The findings confirm that the proposed micro-scale ESG framework effectively captures and explains differences among communities concerning environmental quality, social interaction, and governance mechanisms. Within the environmental dimension, the factor of “Environmental Openness,” positively correlated with sky visibility and visual permeability, was negatively influenced by the density of commercial facilities. Meanwhile, the “Green Ecological” factor effectively reflected the influence of internal and external greenery on residents’ environmental perception. The social dimension analysis indicates that higher density of traffic and commercial facilities, although enhancing community vitality, simultaneously negatively affects the pedestrian experience. Conversely, the proper allocation of pedestrian spaces significantly enhances community livability and facilitates social interaction. Regarding the governance dimension, polarization in roadway space and unequal pedestrian-space distribution directly affected governance efficiency and residents’ satisfaction with community management.
Further perceptual analysis demonstrated a significant correlation between walkability and the polarization of road space.

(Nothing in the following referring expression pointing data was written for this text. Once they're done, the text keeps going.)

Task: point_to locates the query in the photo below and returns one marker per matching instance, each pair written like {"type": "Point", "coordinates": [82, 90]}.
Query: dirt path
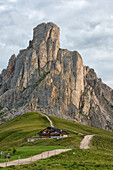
{"type": "Point", "coordinates": [51, 123]}
{"type": "Point", "coordinates": [43, 155]}
{"type": "Point", "coordinates": [84, 144]}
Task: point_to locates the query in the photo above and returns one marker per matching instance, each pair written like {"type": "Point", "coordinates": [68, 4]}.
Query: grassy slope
{"type": "Point", "coordinates": [100, 156]}
{"type": "Point", "coordinates": [20, 128]}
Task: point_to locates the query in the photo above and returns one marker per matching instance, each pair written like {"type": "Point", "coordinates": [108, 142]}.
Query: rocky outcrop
{"type": "Point", "coordinates": [45, 77]}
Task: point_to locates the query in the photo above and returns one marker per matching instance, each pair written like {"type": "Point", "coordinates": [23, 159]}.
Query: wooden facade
{"type": "Point", "coordinates": [52, 132]}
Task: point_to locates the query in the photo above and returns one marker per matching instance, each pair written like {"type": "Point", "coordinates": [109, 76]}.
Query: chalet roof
{"type": "Point", "coordinates": [53, 129]}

Communities with imbalanced spatial distribution typically exhibited deficiencies in governance efficiency. The “Green Ecological” factor displayed a complex perceptual impact, wherein communities with higher greenery coverage demonstrated strong aesthetic appeal, yet certain design elements might simultaneously induce feelings of monotony or depression, highlighting the necessity of detailed green-space design. Additionally, the dual impacts of traffic and commercial density warrant attention, as these factors, despite contributing to community vitality, may lead to perceptions of monotony due to insufficient spatial diversity. Finally, the study found a negative correlation between environmental openness and residents’ sense of safety and vitality, a finding notably divergent from conclusions commonly drawn in European and American contexts [
67], warranting further exploration within China’s specific urban context.

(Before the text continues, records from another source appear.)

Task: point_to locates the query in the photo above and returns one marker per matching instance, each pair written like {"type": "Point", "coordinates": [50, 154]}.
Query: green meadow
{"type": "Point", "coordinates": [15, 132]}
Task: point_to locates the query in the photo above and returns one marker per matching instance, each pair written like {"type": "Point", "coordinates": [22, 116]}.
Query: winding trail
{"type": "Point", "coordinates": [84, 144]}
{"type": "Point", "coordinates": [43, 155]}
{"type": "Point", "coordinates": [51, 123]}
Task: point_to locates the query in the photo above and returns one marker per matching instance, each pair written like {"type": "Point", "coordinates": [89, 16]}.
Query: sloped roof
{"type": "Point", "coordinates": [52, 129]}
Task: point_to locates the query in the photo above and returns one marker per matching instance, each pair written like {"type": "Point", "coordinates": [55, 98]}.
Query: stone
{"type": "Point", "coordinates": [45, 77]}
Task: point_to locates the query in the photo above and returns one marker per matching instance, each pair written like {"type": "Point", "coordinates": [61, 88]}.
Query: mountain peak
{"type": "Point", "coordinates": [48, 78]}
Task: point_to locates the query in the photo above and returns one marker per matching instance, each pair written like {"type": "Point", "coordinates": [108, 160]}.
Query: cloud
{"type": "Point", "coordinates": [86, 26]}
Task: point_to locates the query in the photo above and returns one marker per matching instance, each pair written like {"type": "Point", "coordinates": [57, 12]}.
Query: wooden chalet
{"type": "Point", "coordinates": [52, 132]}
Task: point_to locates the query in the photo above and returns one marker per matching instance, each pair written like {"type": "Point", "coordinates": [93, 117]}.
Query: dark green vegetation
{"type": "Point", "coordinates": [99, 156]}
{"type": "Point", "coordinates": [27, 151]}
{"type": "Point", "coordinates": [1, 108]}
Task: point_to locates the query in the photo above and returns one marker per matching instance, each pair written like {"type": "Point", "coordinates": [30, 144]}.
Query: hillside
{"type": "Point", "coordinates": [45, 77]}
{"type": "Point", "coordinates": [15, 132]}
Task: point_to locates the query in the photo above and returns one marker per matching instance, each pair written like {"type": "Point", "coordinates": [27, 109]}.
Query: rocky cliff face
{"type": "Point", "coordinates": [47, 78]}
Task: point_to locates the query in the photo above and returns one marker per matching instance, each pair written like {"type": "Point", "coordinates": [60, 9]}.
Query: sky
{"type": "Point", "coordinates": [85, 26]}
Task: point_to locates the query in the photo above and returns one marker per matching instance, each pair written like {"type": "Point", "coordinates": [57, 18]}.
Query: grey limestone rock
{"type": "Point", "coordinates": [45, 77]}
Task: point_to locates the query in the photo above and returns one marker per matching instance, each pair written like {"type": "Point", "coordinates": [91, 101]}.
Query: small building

Overall, by employing a micro-scale ESG framework coupled with refined pixel-level analytical methods, this research systematically illustrates how multidimensional community environmental factors collectively shape residents’ subjective perceptions. The outcomes not only provide new theoretical insights and analytical approaches for academia but also offer critical empirical evidence and practical tools for urban planners and policymakers aiming for finer-grained governance and sustainable urban planning practices. Ultimately, this contributes to developing more equitable, livable, and sustainable community environments in urban development. In practical terms, the ESG-based framework can inform urban regeneration policies in rapidly transforming Chinese cities by highlighting the importance of rebalancing pedestrian and vehicular space, integrating diverse greenery into street-level design, and ensuring functional land-use variety in commercial hubs. These guidelines are particularly relevant for post-industrial cities such as Shenyang, where large-scale renewal initiatives are underway, and can help planners implement regeneration strategies that are both sustainable and responsive to residents’ lived experiences.